Some political analysts are fond of proclaiming the death of the Religious Right. In fact, as this issue of Church & State points out, groups that espouse theocracy are alive and well in America. Collectively, the 10 most influential Religious Right groups raise more than $1 billion every year. (See “Groups To Watch Out For,” page 10.)

The Family Research Council’s annual “Values Voter Summit” regularly draws speakers from the upper echelons of conservative politics. GOP vice presidential candidate Paul Ryan spoke at this month’s confab, alongside House Majority Leader Eric Cantor and other luminaries of the inside-the-Beltway power structure.

Religious Right forces also exercise extraordinary influence within American political life. “Christian nation” advocate David Barton and his allies helped draft major sections of the Republican Party platform. And the Dem­ocratic platform was revised to include a mention of God, after TV preacher Pat Robertson’s “news” team pointed out the absence of the deity.
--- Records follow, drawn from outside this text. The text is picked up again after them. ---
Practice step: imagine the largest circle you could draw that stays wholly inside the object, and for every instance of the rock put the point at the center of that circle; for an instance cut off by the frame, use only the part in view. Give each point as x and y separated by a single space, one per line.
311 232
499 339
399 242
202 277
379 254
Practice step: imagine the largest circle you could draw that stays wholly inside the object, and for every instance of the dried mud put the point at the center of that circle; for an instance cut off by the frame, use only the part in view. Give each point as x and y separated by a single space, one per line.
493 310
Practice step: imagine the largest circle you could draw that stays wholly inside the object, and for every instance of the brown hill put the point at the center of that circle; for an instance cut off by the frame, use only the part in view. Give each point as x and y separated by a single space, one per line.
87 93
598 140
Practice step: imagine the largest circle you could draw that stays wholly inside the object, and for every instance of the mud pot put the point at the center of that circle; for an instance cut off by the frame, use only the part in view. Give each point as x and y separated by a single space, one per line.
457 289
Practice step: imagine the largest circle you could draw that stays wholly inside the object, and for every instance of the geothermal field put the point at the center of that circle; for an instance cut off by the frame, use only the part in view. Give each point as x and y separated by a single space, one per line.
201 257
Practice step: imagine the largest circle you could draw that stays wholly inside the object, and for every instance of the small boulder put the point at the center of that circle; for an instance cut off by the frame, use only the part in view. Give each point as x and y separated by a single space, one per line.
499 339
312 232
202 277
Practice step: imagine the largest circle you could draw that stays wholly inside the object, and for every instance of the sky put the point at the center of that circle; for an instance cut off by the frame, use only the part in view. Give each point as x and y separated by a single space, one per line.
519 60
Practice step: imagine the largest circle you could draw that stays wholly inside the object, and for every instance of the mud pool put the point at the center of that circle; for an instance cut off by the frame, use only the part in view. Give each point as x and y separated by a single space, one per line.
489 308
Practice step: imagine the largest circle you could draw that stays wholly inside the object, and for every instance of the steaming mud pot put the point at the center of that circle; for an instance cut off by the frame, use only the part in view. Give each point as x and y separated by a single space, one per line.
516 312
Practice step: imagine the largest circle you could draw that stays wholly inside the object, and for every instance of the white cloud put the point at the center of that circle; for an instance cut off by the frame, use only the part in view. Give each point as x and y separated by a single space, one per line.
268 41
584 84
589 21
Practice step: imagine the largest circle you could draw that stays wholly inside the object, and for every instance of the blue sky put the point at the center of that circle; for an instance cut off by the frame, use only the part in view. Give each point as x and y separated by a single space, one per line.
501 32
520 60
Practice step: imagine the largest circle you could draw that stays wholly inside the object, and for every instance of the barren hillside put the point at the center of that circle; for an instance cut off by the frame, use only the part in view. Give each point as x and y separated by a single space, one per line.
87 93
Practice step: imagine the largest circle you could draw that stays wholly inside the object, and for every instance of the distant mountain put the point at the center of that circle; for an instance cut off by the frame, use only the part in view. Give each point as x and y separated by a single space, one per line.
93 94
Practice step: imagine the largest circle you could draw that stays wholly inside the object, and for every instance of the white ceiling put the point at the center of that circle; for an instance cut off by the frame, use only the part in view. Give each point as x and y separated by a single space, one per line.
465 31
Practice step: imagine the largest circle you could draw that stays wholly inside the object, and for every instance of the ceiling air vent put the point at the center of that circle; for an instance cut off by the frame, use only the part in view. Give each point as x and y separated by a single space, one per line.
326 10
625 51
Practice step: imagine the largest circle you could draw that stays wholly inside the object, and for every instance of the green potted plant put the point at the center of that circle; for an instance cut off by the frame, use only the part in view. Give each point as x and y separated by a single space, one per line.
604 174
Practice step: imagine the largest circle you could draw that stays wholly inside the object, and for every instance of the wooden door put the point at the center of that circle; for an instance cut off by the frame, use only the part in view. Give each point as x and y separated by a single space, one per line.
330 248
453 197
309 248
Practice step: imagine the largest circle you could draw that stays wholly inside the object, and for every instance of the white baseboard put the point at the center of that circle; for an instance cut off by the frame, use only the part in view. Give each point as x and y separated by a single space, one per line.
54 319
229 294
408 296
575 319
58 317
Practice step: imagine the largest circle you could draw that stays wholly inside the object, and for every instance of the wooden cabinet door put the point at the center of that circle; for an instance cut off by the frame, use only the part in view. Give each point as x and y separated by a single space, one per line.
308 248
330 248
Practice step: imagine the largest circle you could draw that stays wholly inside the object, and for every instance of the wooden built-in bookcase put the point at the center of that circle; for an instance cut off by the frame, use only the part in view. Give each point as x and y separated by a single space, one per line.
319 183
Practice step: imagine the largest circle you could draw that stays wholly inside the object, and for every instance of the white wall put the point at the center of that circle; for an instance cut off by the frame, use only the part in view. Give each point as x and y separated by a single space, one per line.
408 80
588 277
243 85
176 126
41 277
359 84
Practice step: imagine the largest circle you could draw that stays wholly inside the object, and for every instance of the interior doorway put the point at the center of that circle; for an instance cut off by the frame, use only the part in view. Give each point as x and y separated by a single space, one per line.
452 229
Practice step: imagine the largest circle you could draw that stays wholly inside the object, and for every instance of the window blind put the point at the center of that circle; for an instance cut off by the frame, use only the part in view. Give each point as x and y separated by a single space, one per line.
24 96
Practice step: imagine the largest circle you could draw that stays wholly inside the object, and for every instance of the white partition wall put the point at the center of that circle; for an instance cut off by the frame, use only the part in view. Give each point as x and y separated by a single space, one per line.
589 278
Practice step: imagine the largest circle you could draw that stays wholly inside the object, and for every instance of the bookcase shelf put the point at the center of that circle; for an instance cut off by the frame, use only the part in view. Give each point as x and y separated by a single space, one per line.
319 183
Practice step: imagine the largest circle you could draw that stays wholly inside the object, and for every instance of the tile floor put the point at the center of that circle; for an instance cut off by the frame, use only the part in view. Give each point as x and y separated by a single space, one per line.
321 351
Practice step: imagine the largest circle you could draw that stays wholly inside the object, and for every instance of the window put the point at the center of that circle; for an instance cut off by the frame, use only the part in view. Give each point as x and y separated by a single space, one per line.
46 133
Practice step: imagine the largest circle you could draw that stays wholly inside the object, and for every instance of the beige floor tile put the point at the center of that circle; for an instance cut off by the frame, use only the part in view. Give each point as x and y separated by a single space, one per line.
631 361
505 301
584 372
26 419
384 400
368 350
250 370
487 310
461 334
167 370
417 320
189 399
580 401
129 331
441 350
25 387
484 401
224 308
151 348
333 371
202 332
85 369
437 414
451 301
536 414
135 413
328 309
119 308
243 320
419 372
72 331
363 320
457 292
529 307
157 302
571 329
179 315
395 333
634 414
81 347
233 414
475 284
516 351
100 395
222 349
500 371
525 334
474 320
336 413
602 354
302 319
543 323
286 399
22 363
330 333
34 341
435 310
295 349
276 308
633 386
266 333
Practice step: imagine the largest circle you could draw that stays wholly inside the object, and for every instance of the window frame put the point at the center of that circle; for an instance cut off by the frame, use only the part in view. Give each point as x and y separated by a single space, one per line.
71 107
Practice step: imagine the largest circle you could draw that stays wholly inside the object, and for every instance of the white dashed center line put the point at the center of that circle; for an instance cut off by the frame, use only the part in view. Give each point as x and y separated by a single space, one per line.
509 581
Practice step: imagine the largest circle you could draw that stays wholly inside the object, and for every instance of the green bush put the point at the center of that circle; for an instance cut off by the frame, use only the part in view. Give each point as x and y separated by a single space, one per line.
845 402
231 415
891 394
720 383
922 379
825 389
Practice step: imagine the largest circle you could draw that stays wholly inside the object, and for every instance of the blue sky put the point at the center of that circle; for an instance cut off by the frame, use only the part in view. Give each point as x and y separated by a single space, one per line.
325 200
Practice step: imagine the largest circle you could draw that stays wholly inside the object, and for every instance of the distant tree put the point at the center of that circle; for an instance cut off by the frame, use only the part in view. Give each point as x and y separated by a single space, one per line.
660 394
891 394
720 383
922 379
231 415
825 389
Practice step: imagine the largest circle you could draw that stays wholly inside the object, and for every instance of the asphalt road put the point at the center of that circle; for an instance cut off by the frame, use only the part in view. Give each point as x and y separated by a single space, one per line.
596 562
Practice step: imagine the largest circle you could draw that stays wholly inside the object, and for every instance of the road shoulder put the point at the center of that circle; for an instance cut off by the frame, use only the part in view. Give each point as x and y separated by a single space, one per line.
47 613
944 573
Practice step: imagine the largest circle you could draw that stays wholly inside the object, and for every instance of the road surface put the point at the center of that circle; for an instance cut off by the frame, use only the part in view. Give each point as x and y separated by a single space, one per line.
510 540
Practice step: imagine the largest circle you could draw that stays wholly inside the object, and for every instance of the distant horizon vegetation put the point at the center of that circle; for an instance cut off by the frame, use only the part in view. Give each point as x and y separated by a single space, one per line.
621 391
A dead movement does not wield that type of power.

That doesn’t mean we are helpless in the face of theocratic groups. The positions taken by the Religious Right are extreme, and the American people don’t support them. Any wins these groups score politically come courtesy of apathy. If more people get involved, it will be much less likely that the Religious Right will succeed in its goals.

Activism can take many forms. It can be something as simple as being registered to vote. Concerned citizens can also speak out at public meetings or organize local groups and coalitions to counter Religious Right schemes.

State and local involvement is often crucial. Too often, Religious Right groups brazenly claim to speak for all Americans or loudly assert that they are the only ones standing up for “values.” They try to lay claim to terms like “family,” “faith” and “freedom.”

Religious Right groups love to wrap their oppressive agenda in the flag. We need to re-capture that flag. When “just plain folks” stand up to the Religious Right, it sends the message to legislators that real American values are concepts such as justice, equality and the inviolable right of conscience.

It looks like the Religious Right will remain part of the political scene for some time to come. That’s unfortunate, but it in no way means that these groups are inevitably marching toward victory.

It is the duty of advocates of separation of church and state to erect plenty of roadblocks along the way.